A medium-sized wader, Snipe live in marshes, wet grassland and moorlands, where they nest in simple scrapes. They use their long, probing bill to find insects, earthworms and crustaceans in the mud, typically swallowing prey whole. During the breeding season, the males can be heard making a unique ‘drumming’ sound as their tail feathers vibrate in the wind during rapid descents in flight displays.
How to identify
Fairly unmistakeable. The larger woodcock is a bird of woodlands while the Snipe is found on grasslands and moorlands and is smaller with a shorter bill. Snipe are brown with an intricate pattern of black and gold stripes and bars and a stripy-brown and gold head. They have short, greyish-green legs and a very long, straight bill.
Where to find it
Widespread, a fairly uncommon breeding bird but common winter visitor, found on wet grassland and marshes.
When to find it
How can people help
From 1982 to 2002 there was a 62% reduction in the number of breeding snipe in England and Wales - a significant decline mirrored in many of our wading birds. Wetland birds have suffered immensely from changing agricultural practices, land drainage and development but The Wildlife Trusts are working with farmers and landowners to promote wildlife-friendly practices. We are working towards a 'Living Landscape': a network of habitats and wildlife corridors across town and country which are good for both wildlife and people. You can support this greener vision for the future by joining your local Wildlife Trust.

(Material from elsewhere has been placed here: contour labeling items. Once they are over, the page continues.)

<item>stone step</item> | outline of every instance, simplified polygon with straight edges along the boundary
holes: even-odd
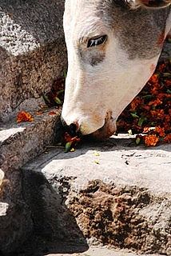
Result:
[[[22,168],[39,235],[171,254],[171,145],[136,146],[127,136],[55,148]]]
[[[0,3],[0,122],[38,98],[66,69],[64,0]]]
[[[36,107],[34,101],[30,100],[32,107],[34,104]],[[32,231],[31,213],[22,196],[20,168],[52,143],[60,110],[36,108],[30,113],[33,122],[17,123],[14,117],[0,126],[0,170],[5,174],[0,177],[0,254],[15,250]]]
[[[46,256],[159,256],[159,254],[140,254],[130,253],[125,250],[114,250],[107,248],[89,248],[84,253],[75,254],[51,254]]]

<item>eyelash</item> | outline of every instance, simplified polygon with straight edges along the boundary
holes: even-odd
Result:
[[[107,40],[106,35],[102,35],[97,38],[91,38],[88,42],[87,48],[100,46],[105,43],[106,40]]]

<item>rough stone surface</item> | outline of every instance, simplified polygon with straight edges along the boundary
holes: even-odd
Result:
[[[66,68],[64,0],[0,2],[0,122]]]
[[[86,252],[80,254],[46,254],[46,256],[158,256],[159,254],[137,254],[127,252],[125,250],[113,250],[107,248],[89,248]]]
[[[22,169],[38,234],[170,255],[170,150],[117,137],[41,155]]]
[[[19,168],[52,143],[59,116],[59,110],[53,110],[57,114],[50,115],[50,110],[41,115],[33,112],[32,122],[17,123],[15,118],[0,126],[0,168],[5,174],[0,191],[0,254],[14,250],[32,232],[31,212],[22,196]]]

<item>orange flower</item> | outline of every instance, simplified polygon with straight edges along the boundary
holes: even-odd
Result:
[[[153,102],[149,102],[149,106],[157,106],[161,104],[162,104],[162,102],[159,98],[155,99],[155,101]]]
[[[157,119],[164,119],[165,112],[164,110],[151,110],[151,115],[155,117]]]
[[[55,111],[50,111],[48,114],[50,114],[50,115],[54,115],[54,114],[57,114],[57,112],[55,112]]]
[[[153,74],[149,79],[149,82],[158,83],[158,75],[157,74]]]
[[[154,132],[158,134],[160,137],[165,137],[165,128],[161,128],[161,126],[157,126],[154,130]]]
[[[159,138],[156,134],[146,135],[143,137],[145,145],[147,146],[156,146],[159,142]]]
[[[21,111],[18,114],[17,116],[17,122],[32,122],[34,121],[34,118],[32,115],[25,111]]]
[[[165,142],[166,143],[171,143],[171,134],[165,136],[164,138]]]
[[[141,103],[142,103],[142,100],[140,98],[136,97],[131,102],[131,109],[134,111]]]
[[[151,130],[150,127],[144,127],[143,133],[148,134]]]

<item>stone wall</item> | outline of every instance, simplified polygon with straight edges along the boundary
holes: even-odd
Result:
[[[0,122],[66,67],[64,1],[0,1]]]

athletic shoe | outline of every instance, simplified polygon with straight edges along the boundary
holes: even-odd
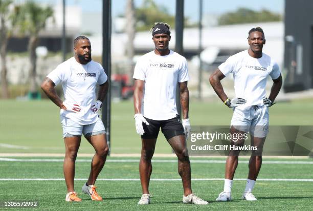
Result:
[[[150,194],[143,194],[138,204],[140,205],[150,204],[151,203],[151,199],[150,199],[151,196]]]
[[[183,202],[197,205],[205,205],[209,203],[207,201],[201,199],[194,194],[189,194],[187,196],[183,196]]]
[[[218,195],[218,197],[216,198],[217,201],[227,201],[232,200],[231,193],[223,191]]]
[[[95,185],[87,185],[86,182],[81,188],[81,191],[84,194],[88,194],[94,201],[102,201],[102,197],[98,195],[98,193],[96,191],[96,188],[97,187]]]
[[[66,201],[81,201],[81,199],[78,198],[76,192],[68,193],[65,197]]]
[[[256,198],[253,196],[251,192],[243,193],[243,194],[242,194],[242,199],[245,199],[247,201],[255,201],[257,200]]]

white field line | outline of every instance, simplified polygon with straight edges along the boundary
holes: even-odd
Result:
[[[29,150],[30,149],[28,146],[19,146],[17,145],[8,144],[7,143],[1,143],[0,147],[4,148],[10,148],[10,149],[19,149],[21,150]]]
[[[0,181],[63,181],[63,178],[0,178]],[[87,178],[77,178],[75,180],[87,180]],[[234,179],[234,180],[245,181],[246,178]],[[100,181],[140,181],[140,179],[104,179],[98,178]],[[150,179],[152,181],[179,181],[181,179]],[[224,178],[201,178],[191,179],[192,181],[224,181]],[[258,181],[288,181],[288,182],[313,182],[313,179],[258,179]]]
[[[0,158],[0,161],[10,162],[63,162],[63,159],[16,159],[9,158]],[[76,162],[89,162],[91,159],[77,159]],[[107,162],[120,162],[120,163],[138,163],[139,159],[108,159]],[[177,163],[177,160],[152,160],[152,162],[155,163]],[[192,163],[225,163],[225,160],[191,160]],[[239,160],[241,163],[249,163],[248,160]],[[313,161],[278,161],[268,160],[262,161],[263,164],[313,164]]]

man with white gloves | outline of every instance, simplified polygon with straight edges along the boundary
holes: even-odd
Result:
[[[192,193],[189,158],[185,147],[184,129],[188,118],[189,79],[185,57],[168,48],[169,26],[156,23],[151,29],[155,49],[141,57],[133,78],[135,119],[137,133],[141,135],[142,147],[139,164],[143,195],[138,204],[150,203],[149,182],[152,173],[151,159],[156,138],[161,131],[178,158],[178,171],[183,181],[183,202],[207,204]],[[181,121],[176,108],[176,89],[180,89],[183,113]],[[187,128],[186,128],[187,127]]]

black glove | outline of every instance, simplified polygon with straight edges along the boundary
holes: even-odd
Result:
[[[266,107],[271,107],[272,106],[276,103],[276,102],[273,103],[272,100],[267,97],[263,99],[263,103]]]
[[[227,98],[224,103],[229,108],[235,108],[246,102],[247,100],[243,98],[233,98],[231,100]]]

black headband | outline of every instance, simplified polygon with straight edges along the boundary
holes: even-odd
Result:
[[[159,24],[153,27],[152,36],[156,34],[167,34],[169,35],[170,31],[168,28],[164,24]]]

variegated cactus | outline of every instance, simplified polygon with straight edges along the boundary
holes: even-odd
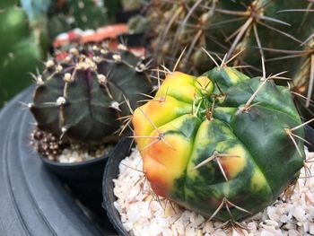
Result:
[[[199,77],[167,73],[133,116],[153,190],[222,221],[277,199],[305,158],[301,118],[277,76],[250,79],[225,65]]]

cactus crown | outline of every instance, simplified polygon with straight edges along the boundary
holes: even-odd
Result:
[[[135,110],[144,171],[158,196],[239,220],[294,180],[305,158],[301,119],[289,90],[273,82],[280,74],[265,74],[250,79],[225,65],[198,77],[171,72]]]
[[[117,136],[118,118],[151,92],[144,61],[119,46],[73,48],[46,62],[30,105],[38,127],[73,142],[100,144]]]

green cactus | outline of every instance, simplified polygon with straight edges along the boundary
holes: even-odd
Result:
[[[14,1],[0,3],[0,107],[29,83],[30,72],[40,68],[46,47]],[[44,48],[42,48],[44,47]]]
[[[101,0],[67,0],[53,3],[48,12],[51,39],[74,28],[96,30],[109,23],[107,8]]]
[[[133,116],[153,190],[222,221],[275,201],[305,158],[301,118],[277,76],[249,79],[225,65],[199,77],[169,73]]]
[[[38,75],[31,111],[39,128],[73,143],[97,144],[117,137],[118,118],[130,114],[141,93],[151,92],[144,61],[120,45],[73,48],[46,63]],[[126,101],[128,101],[126,102]]]
[[[243,50],[232,66],[250,66],[241,71],[257,75],[263,56],[268,72],[288,71],[293,91],[307,96],[302,103],[310,107],[310,98],[314,97],[312,1],[156,0],[147,17],[159,64],[165,61],[171,68],[187,46],[179,69],[201,74],[213,66],[202,47],[221,58],[227,55],[226,59]]]

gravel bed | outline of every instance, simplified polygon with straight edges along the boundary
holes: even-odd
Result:
[[[314,153],[307,153],[314,161]],[[314,163],[307,163],[314,173]],[[135,236],[299,236],[314,235],[314,178],[298,179],[291,197],[282,196],[263,212],[241,223],[247,229],[222,230],[222,223],[208,221],[164,199],[160,201],[144,178],[141,156],[136,149],[119,165],[114,179],[114,203],[130,235]],[[304,168],[301,176],[305,176]],[[218,229],[217,229],[218,228]]]
[[[99,149],[92,153],[87,150],[73,150],[70,148],[65,148],[62,151],[62,153],[59,156],[57,156],[56,161],[60,163],[82,162],[102,157],[108,152],[109,151],[104,148]]]

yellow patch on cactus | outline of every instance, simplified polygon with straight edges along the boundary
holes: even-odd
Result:
[[[141,109],[136,109],[134,112],[132,122],[135,127],[135,135],[150,135],[155,129],[152,123],[156,127],[162,126],[182,114],[189,113],[191,109],[189,104],[170,96],[167,96],[163,101],[147,102],[141,107]],[[144,114],[149,114],[149,117],[145,117]],[[144,141],[144,138],[136,139],[139,147],[143,146]]]
[[[182,118],[173,120],[160,127],[164,133],[179,127]],[[154,131],[152,136],[158,136]],[[167,197],[174,188],[174,180],[182,175],[192,149],[192,142],[181,133],[169,133],[161,139],[144,139],[139,148],[143,149],[144,171],[152,188],[161,197]]]
[[[181,72],[173,72],[165,78],[155,98],[169,94],[179,101],[190,103],[196,94],[195,81],[195,76]]]
[[[195,86],[202,93],[211,94],[214,90],[213,83],[206,76],[199,76],[195,82]]]

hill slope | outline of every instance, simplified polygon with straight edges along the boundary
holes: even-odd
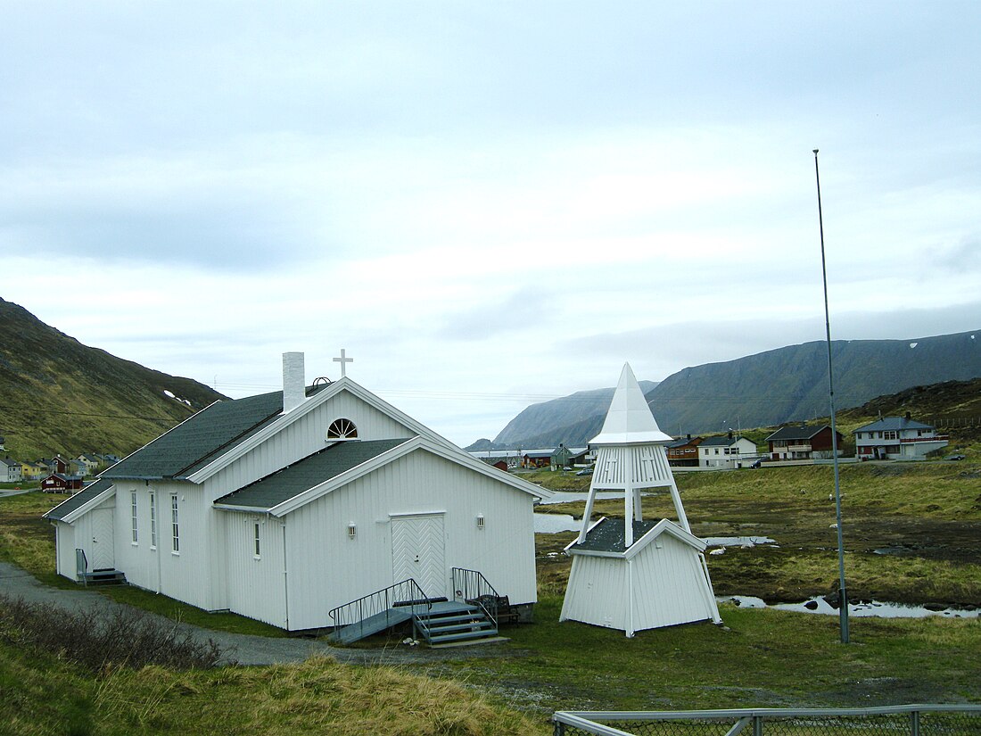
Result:
[[[651,381],[641,381],[641,390],[647,393],[654,389],[657,384]],[[603,416],[609,408],[610,399],[613,398],[614,389],[594,389],[594,391],[581,391],[562,398],[553,398],[550,401],[532,404],[514,419],[508,422],[507,426],[494,438],[494,445],[500,447],[517,447],[520,444],[523,447],[538,447],[535,444],[541,438],[541,447],[550,447],[565,442],[563,438],[554,438],[556,428],[567,430],[570,437],[582,437],[590,432],[599,418],[596,425],[596,432],[602,426]],[[585,426],[580,426],[585,425]],[[590,435],[587,440],[595,436],[596,432]],[[549,440],[548,438],[553,438]],[[585,445],[585,442],[570,439],[566,442],[569,447]]]
[[[129,454],[219,398],[191,379],[87,347],[0,298],[5,455]]]
[[[975,335],[833,342],[836,408],[856,406],[915,386],[981,376],[981,339]],[[645,391],[645,395],[658,425],[674,435],[802,421],[828,414],[827,361],[826,342],[791,345],[685,368]],[[585,445],[598,432],[610,395],[611,389],[580,392],[530,406],[508,423],[494,445]],[[563,405],[577,406],[580,411],[553,410]]]

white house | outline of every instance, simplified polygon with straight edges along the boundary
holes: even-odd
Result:
[[[674,440],[657,427],[629,365],[599,435],[590,496],[572,556],[559,620],[624,631],[691,621],[721,621],[708,578],[705,543],[692,534],[668,465],[665,446]],[[667,489],[678,521],[645,520],[641,492]],[[624,518],[593,523],[598,491],[621,491]]]
[[[756,459],[756,444],[730,432],[698,443],[699,468],[738,468]]]
[[[533,502],[550,494],[349,378],[304,384],[285,353],[283,392],[215,402],[45,514],[58,573],[118,570],[290,631],[407,579],[452,600],[459,570],[530,609]]]
[[[855,456],[860,459],[922,459],[935,449],[946,447],[948,437],[938,435],[929,424],[904,417],[889,416],[858,427],[855,436]]]
[[[0,483],[18,483],[22,479],[21,463],[0,457]]]

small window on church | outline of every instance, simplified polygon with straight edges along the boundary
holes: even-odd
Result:
[[[358,436],[358,428],[350,419],[335,419],[327,428],[328,440],[353,440]]]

The BBOWT Bernwood Forest project will enhance and recreate the woodland, meadow and hedgerow habitats across five BBOWT nature reserves on the Buckinghamshire-Oxfordshire border. One of the species which will benefit from this work is snipe. Two other large-scale projects are the Upper Thames Living Landscape and the Upper River Ray Living Landscape. Both of these projects aim to enhance and recreate habitats too, linking them with 'corridors' for wildlife. Snipe may be seen within both these project areas at Chimney Meadows and at Upper Ray Meadows. You may also spot these birds at College Lake and Oxey Mead.